Herndon, who works in insurance in Indianapolis, said she started using the services because it was taking a long time to get approved for a credit card, as her age meant she didn’t have an extensive credit history. was. Since then he has been using them to pay for expensive clothes, shoes and other luxuries. Herndon said he lines up the payment schedule with his paycheck so he doesn’t miss installments, and called the option “very convenient.”
Who Should Use Buy Now, Pay Later?
If you have the ability to make all payments on time, a buy now, pay later loan is a relatively healthy, interest-free form of consumer credit.
“If (the loans) work as promised, and if people can avoid late fees and not have trouble managing their finances, then there is a place for them,” said Saunders of the National Consumer Law Center.

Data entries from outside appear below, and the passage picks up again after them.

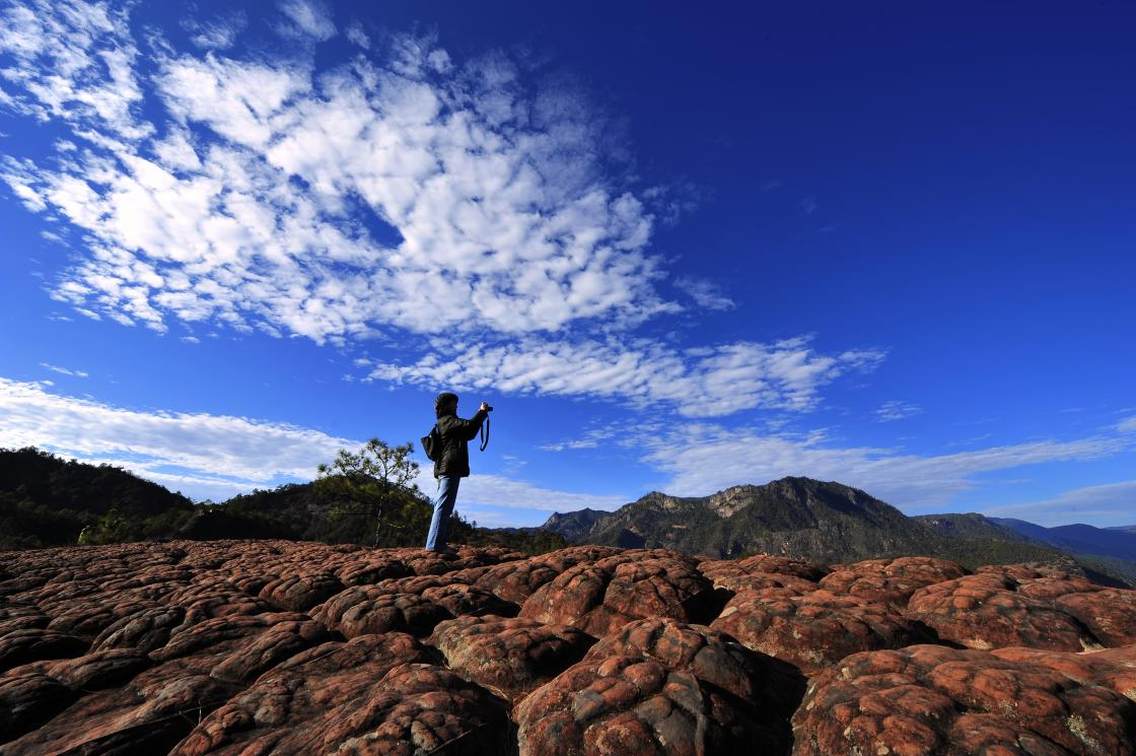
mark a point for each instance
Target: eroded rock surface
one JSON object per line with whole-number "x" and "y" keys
{"x": 509, "y": 656}
{"x": 255, "y": 647}
{"x": 987, "y": 611}
{"x": 602, "y": 596}
{"x": 891, "y": 581}
{"x": 929, "y": 699}
{"x": 815, "y": 630}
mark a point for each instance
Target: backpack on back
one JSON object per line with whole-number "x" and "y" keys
{"x": 432, "y": 443}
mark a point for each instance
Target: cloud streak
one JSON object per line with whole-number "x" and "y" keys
{"x": 261, "y": 196}
{"x": 1110, "y": 504}
{"x": 703, "y": 382}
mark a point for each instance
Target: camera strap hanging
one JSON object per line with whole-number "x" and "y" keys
{"x": 484, "y": 432}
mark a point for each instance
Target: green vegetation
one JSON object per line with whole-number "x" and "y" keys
{"x": 47, "y": 501}
{"x": 373, "y": 489}
{"x": 362, "y": 497}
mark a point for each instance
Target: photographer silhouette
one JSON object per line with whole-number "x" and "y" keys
{"x": 450, "y": 453}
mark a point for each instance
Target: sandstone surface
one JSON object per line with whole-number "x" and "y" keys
{"x": 256, "y": 647}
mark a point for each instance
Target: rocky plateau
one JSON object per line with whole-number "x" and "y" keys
{"x": 286, "y": 647}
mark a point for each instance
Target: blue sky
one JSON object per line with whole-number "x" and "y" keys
{"x": 678, "y": 249}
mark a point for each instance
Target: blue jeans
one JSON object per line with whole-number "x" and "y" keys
{"x": 443, "y": 507}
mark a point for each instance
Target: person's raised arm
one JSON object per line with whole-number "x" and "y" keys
{"x": 469, "y": 428}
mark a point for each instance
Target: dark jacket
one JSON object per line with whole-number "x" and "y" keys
{"x": 456, "y": 434}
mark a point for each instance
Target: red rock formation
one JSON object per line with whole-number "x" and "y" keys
{"x": 509, "y": 656}
{"x": 890, "y": 581}
{"x": 603, "y": 596}
{"x": 239, "y": 647}
{"x": 816, "y": 630}
{"x": 986, "y": 611}
{"x": 926, "y": 699}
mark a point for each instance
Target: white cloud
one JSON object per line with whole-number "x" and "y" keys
{"x": 703, "y": 382}
{"x": 217, "y": 34}
{"x": 1111, "y": 504}
{"x": 64, "y": 371}
{"x": 495, "y": 200}
{"x": 73, "y": 60}
{"x": 310, "y": 17}
{"x": 357, "y": 35}
{"x": 893, "y": 410}
{"x": 704, "y": 293}
{"x": 500, "y": 491}
{"x": 251, "y": 451}
{"x": 706, "y": 458}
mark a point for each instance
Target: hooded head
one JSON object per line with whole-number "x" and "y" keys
{"x": 445, "y": 404}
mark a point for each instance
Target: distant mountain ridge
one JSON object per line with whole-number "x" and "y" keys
{"x": 1079, "y": 538}
{"x": 801, "y": 517}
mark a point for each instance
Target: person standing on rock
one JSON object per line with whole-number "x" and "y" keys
{"x": 451, "y": 462}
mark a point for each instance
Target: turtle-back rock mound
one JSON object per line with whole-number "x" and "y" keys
{"x": 930, "y": 699}
{"x": 292, "y": 704}
{"x": 602, "y": 596}
{"x": 662, "y": 687}
{"x": 815, "y": 630}
{"x": 891, "y": 581}
{"x": 256, "y": 647}
{"x": 509, "y": 656}
{"x": 988, "y": 611}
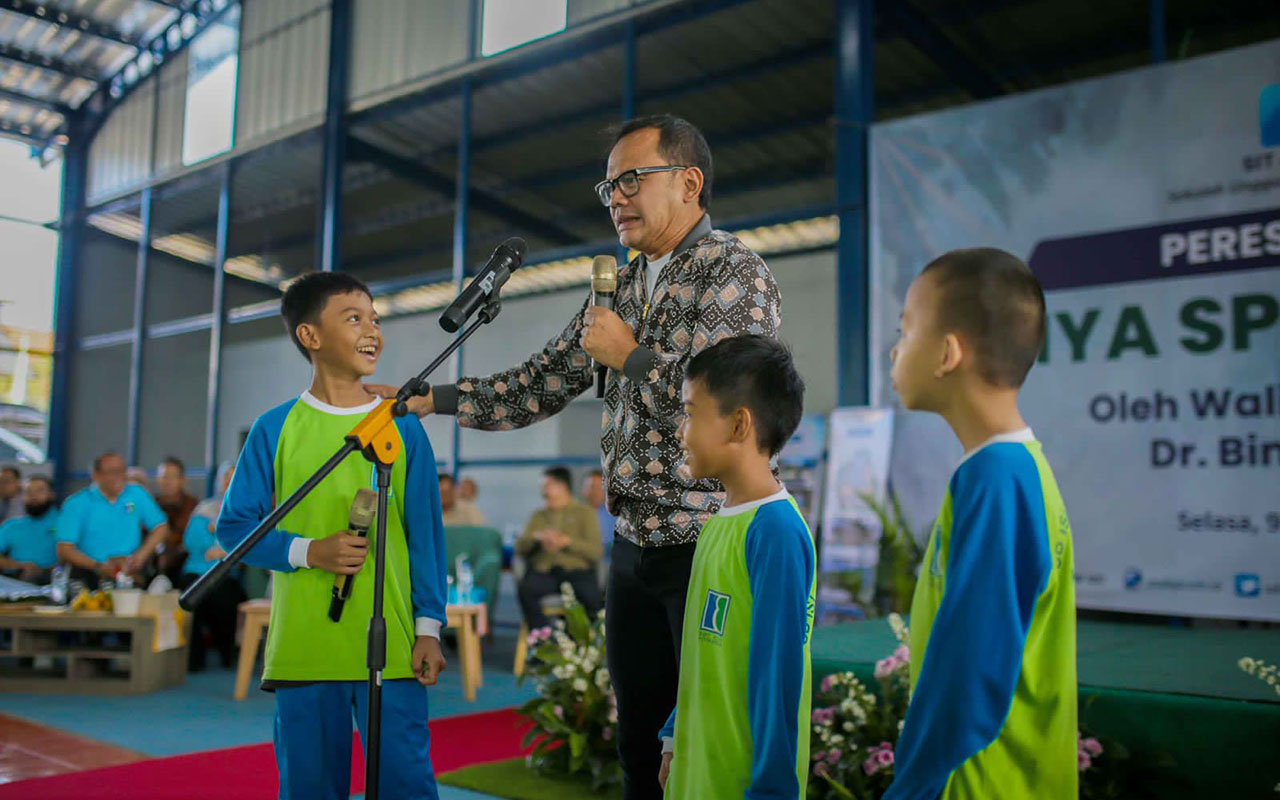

But if you want to build your credit score, and you are able to make payments on time, then a credit card is a better option. The same goes if you want strong legal protection against fraud, and clear, centralized reporting of loans.
If you’re unsure whether you’ll be able to make the payments on time, consider buying now, paying later. Fees charged by companies include penalties and interest charged by the credit card company or other lender. There will be higher charges involved in comparison.
How will economic volatility affect Buy Now, Pay Later?
In form of, some shoppers have started paying down on essentials rather than big-ticket items like electronics or designer clothing. A survey released this week by Morning Consult found 15% of Buy Now, Pay Later customers are using the service for routine purchases, such as groceries and gas, ringing alarm bells among financial advisors.
Hicks points to the rising number of outstanding payments as a sign that the buy now, pay later approach may already be contributing to unmanageable debt for consumers. A July report by Fitch ratings agency found delinquencies on apps rose sharply in the 12 months ended March 31, as high as 4.1% for Afterpay, while credit card delinquencies remained relatively stable at 1.4% .
“It will be interesting to see its growing popularity play out in these different economic ripples,” Hicks said. “The immediate fallout is what’s happening now.”
The Associated Press is supported by the Charles Schwab Foundation for educational and explanatory reporting to improve financial literacy. The Independent Foundation is separate from Charles Schwab & Company Inc.